Strands Evals launches multimodal judges to catch image hallucinations
New MLLM-as-a-Judge evaluators verify model outputs against source images automatically.
Strands today unveiled four new multimodal evaluators in its Strands Evals SDK, designed to verify image-to-text outputs against the source image. Text-only judges fail to ground responses in visual data: they might approve a hallucinated chart trend, an invented product label, or an ignored instruction. With Gartner predicting 80% of enterprise software will be multimodal by 2030 (up from under 10% in 2024), automated multimodal evaluation is critical. The new evaluators—Overall Quality, Correctness, Faithfulness, and Instruction Following—each send the image, query, response, and optional reference answer to an MLLM judge model on Amazon Bedrock. The judge returns a score (Likert 1–5 or binary) along with a reasoning string for debugging, enabling precise failure isolation.
These evaluators serve as drop-in replacements for text-only judges in Strands Evals' Case → Experiment → Report workflow and can be plugged into continuous integration to catch visual hallucinations automatically. They support both reference-based and reference-free evaluation with the same evaluator, and users can write custom multimodal rubrics for domain-specific criteria. The SDK also guides prompt-design choices that improved judge-to-human alignment in experiments, and lets developers choose a judge model on Amazon Bedrock balancing accuracy, cost, and latency. Use cases include image captioning, visual question answering, chart interpretation, document field extraction, OCR, and screenshot summarization. The evaluators are available now for Python 3.10+ with `pip install strands-agents-evals` and an AWS account with Bedrock access.
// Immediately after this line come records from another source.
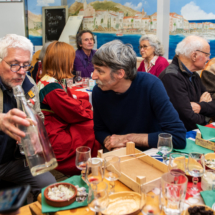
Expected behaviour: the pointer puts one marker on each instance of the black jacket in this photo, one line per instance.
(182, 91)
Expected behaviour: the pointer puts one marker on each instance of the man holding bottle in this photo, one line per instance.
(15, 56)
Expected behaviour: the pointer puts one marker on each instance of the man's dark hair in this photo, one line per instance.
(78, 37)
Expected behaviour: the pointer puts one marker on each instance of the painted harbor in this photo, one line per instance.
(133, 39)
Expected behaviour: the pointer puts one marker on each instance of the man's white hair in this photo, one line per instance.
(190, 44)
(14, 41)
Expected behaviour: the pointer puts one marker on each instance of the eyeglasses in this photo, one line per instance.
(143, 47)
(17, 67)
(207, 54)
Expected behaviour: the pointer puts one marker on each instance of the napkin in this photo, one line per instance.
(208, 197)
(192, 147)
(75, 180)
(207, 133)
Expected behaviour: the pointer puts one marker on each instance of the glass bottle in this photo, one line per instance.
(36, 146)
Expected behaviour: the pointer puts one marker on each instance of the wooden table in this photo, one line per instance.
(77, 211)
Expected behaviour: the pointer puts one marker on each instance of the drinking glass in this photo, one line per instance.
(85, 82)
(78, 79)
(94, 171)
(83, 153)
(98, 197)
(196, 168)
(164, 145)
(150, 199)
(178, 163)
(112, 170)
(174, 187)
(69, 82)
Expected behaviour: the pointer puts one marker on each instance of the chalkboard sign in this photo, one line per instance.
(54, 20)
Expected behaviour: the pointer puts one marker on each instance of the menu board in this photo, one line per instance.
(54, 20)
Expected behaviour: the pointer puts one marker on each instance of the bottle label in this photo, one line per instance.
(31, 94)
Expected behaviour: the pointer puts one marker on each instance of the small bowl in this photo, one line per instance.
(60, 203)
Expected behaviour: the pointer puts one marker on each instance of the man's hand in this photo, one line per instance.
(196, 107)
(205, 97)
(8, 123)
(115, 141)
(118, 141)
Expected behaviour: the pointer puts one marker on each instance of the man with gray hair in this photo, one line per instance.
(183, 84)
(130, 106)
(15, 57)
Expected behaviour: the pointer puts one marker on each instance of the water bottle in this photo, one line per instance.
(36, 146)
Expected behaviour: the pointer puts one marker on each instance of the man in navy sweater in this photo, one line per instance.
(130, 106)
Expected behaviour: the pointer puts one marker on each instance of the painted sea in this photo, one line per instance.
(132, 39)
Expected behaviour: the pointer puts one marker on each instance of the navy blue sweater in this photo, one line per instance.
(144, 108)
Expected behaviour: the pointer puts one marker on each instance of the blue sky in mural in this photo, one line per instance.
(190, 9)
(193, 10)
(36, 6)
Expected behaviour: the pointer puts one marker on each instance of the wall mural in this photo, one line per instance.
(127, 21)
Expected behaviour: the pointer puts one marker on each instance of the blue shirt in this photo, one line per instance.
(83, 63)
(144, 108)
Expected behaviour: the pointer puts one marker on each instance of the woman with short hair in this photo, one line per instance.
(152, 52)
(68, 121)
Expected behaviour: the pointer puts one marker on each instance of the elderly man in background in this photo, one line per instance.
(15, 57)
(130, 106)
(183, 84)
(83, 56)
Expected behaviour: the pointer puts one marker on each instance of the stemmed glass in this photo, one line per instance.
(112, 170)
(165, 145)
(150, 199)
(98, 197)
(78, 79)
(83, 153)
(196, 168)
(177, 163)
(94, 172)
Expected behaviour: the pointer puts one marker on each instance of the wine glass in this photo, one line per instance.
(83, 153)
(164, 145)
(196, 168)
(78, 79)
(150, 199)
(98, 197)
(94, 173)
(112, 170)
(178, 163)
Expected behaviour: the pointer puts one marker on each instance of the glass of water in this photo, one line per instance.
(83, 153)
(174, 187)
(150, 199)
(165, 145)
(98, 197)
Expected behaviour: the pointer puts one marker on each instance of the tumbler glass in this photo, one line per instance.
(69, 82)
(174, 187)
(150, 199)
(85, 82)
(78, 79)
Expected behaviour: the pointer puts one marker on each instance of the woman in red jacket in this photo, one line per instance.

- Four evaluators target distinct failure modes: Overall Quality, Correctness, Faithfulness, and Instruction Following.
- MLLM judge models on Amazon Bedrock score outputs against the source image, returning a score and reasoning string.
- Supports both reference-based and reference-free evaluation, plus custom rubrics for domain-specific criteria.
Why It Matters
Automates detection of visual hallucinations and factual errors in multimodal apps, replacing costly human review and unreliable text-only proxies.